The pin is safe because askari's WAN IP is static (operator-confirmed); rendering it from a single
inventory variable keeps it maintainable if it ever changes.
## New & changed code/docs
- `docs/security/accepted-risks.md` — add row **R8**; bump the "Last reviewed" date.
- `docs/decisions/016-mesh-vpn.md` — add the dated "Availability — an askari outage" amendment
subsection (blast-radius table + recovery + R8 cross-ref).
- `roles/base/defaults/main.yml` — add `base__mesh_coordinator_pin: ""` with a comment.
- `roles/base/tasks/mesh.yml` — add the `/etc/hosts` coordinator-pin task (gated on
`base__mesh_enabled` + a non-empty pin; FQDN from `urlsplit`).
- `inventories/production/group_vars/control/vars.yml` — set `base__mesh_coordinator_pin` to
askari's WAN IP for ubongo.
- `roles/base/molecule/default/{converge,verify}.yml` — assert that with the pin set + a fixture
FQDN the `/etc/hosts` entry renders, and that an empty pin renders nothing (no-op).
- `STATUS.md` / `docs/ROADMAP.md` — mark sub-project 3 done; surface ADR-022 (coordinator backup)
as the next item. (Land with the implementation, not this spec.)
## Testing
- **Molecule** (`base` default scenario): (1) `base__mesh_coordinator_pin: ""` → no `/etc/hosts`
coordinator line (default no-op); (2) pin set + a fixture `base__mesh_management_url` → exactly
one idempotent `<ip> <fqdn>` line, FQDN correctly extracted by `urlsplit`. Existing
firewall/hardening/mesh assertions stay green.

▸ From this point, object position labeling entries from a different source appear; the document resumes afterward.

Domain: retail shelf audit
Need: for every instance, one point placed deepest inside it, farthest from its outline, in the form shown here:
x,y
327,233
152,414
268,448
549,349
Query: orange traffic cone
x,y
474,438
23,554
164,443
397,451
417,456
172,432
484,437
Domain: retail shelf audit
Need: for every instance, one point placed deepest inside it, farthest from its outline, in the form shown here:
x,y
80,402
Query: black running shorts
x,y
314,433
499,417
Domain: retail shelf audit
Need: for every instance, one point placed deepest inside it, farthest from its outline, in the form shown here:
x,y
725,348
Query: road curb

- **No live deploy required for acceptance** — the pin is additive and idempotent; it lands on
ubongo on the next routine `base` apply. (Optional spot-check: `getent hosts
netbird.askari.wingu.me` on ubongo resolves to the pinned IP.)
## Risks & rollback
- **Stale pin if askari's WAN IP changes** — mitigated by rendering from one inventory variable
(single edit) and askari's IP being static; the pin is removable by clearing the knob + a
re-apply.
- **Over-pinning the coordinator host** — askari is explicitly exempt (hairpin/DNS), set in
group_vars scope.
- **Accepting the SPOF** is itself the residual risk — bounded by the narrow blast radius, the
documented recovery, and R8's revisit triggers.

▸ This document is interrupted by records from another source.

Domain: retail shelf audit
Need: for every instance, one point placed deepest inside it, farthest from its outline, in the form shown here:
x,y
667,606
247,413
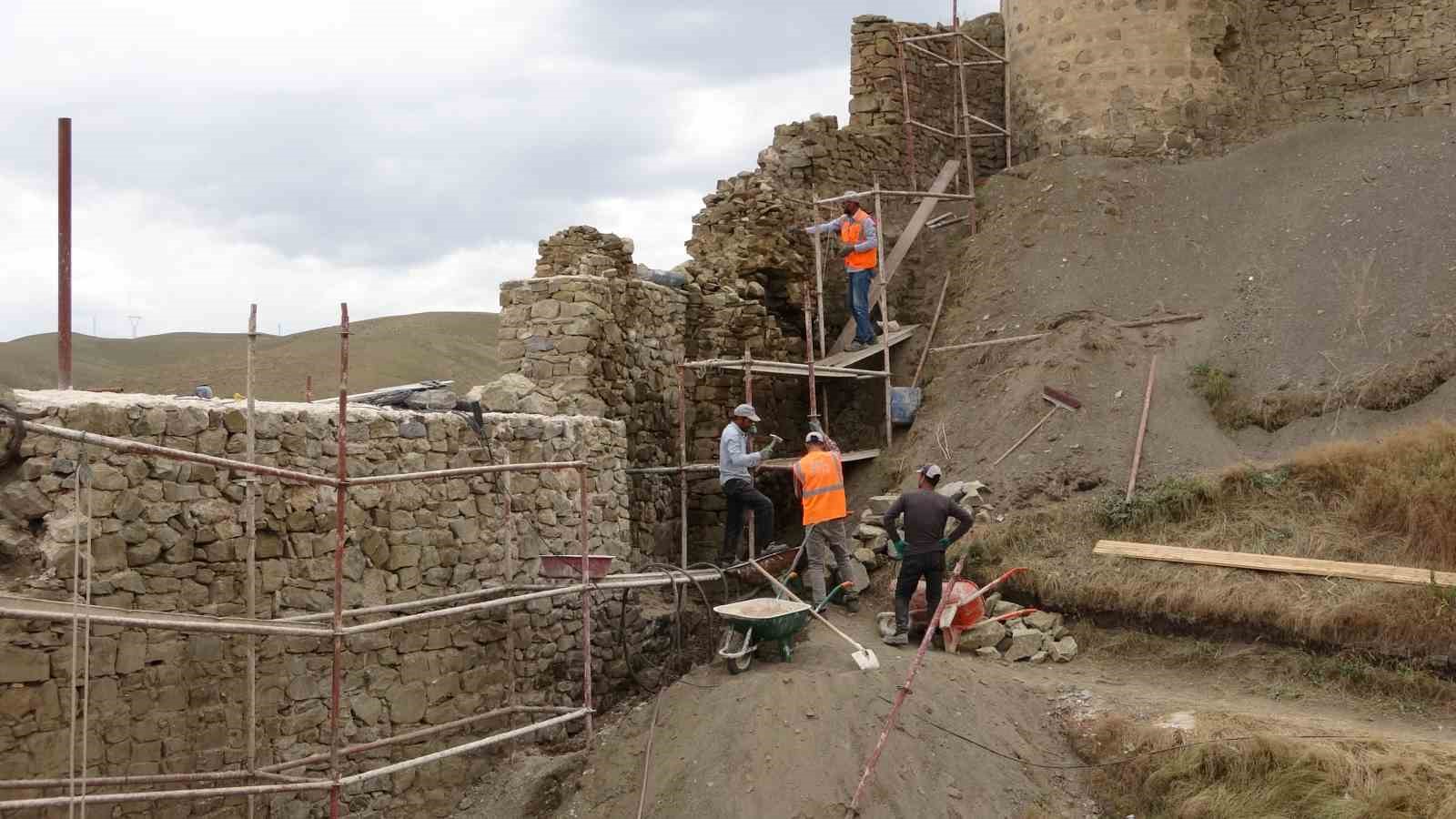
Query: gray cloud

## Out of scope / follow-ons
- **Coordinator off-site backup → ADR-022 kickoff (the next sub-project).** Named in R8 and
`BACKUP.md` as the open gap; building it means ADR-022's pull-node (`fisi`) + restic design, not
throwaway plumbing here.
- **Direct P2P / NAT-traversal** — deferred posture change (default-deny puncture + OPNsense NAT +
governance); explicitly not pursued here.
- **A second relay / second coordinator** — ruled out above (infra cost / not supported / against
ADR-016).
- **NetBird ACL off Allow-All** — separate sub-project (4).